Exacerbating the concern that the gacaca courts might be perceived as being one-sided is the fact that the Rwandan political arena remains extremely closed. Opposition parties have been sidelined while almost any criticism of the government is labelled divisionist. This means that the type of debate which a judicial process such as the gacaca tribunals would be expected to generate cannot be held openly. This lack of freedom to criticise a process that has massive implications at national level only serves to enforce the impression that the gacaca courts are the government’s way of settling past scores, even if this is not really the case.

 

Misgivings about the gacaca courts are not just the domain of the Hutu community, however. Many genocide survivors are also wary of the process, essentially because they perceive the confession procedure as amounting to a de facto amnesty for the perpetrators.

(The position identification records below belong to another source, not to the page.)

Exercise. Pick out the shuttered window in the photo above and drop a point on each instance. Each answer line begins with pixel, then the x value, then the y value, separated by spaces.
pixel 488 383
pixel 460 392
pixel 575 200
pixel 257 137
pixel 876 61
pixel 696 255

The confession procedure is a cornerstone of the gacaca process: if a person confesses, pleads guilty and asks for forgiveness, his or her prison sentence will be reduced by up to half. This reduction in the prison sentence, coupled with what the survivors say is the accused person’s lack of sincerity, has led many survivors to question the credibility of the gacaca process.

 

Most neutral observers agree that there is a very real risk not only that the gacaca courts may fail to meet their objective of trying all those involved in the genocide – the latest official figures put this number at 800,000 people, which would take the courts up to 20 years to try – but also that the gacaca process may backfire and heighten tensions between the two main ethnic groups in Rwanda. At the same time, there is widespread agreement that the perpetrators of the genocide must be brought to some sort of justice so that the country may move beyond its still very painful and very recent past.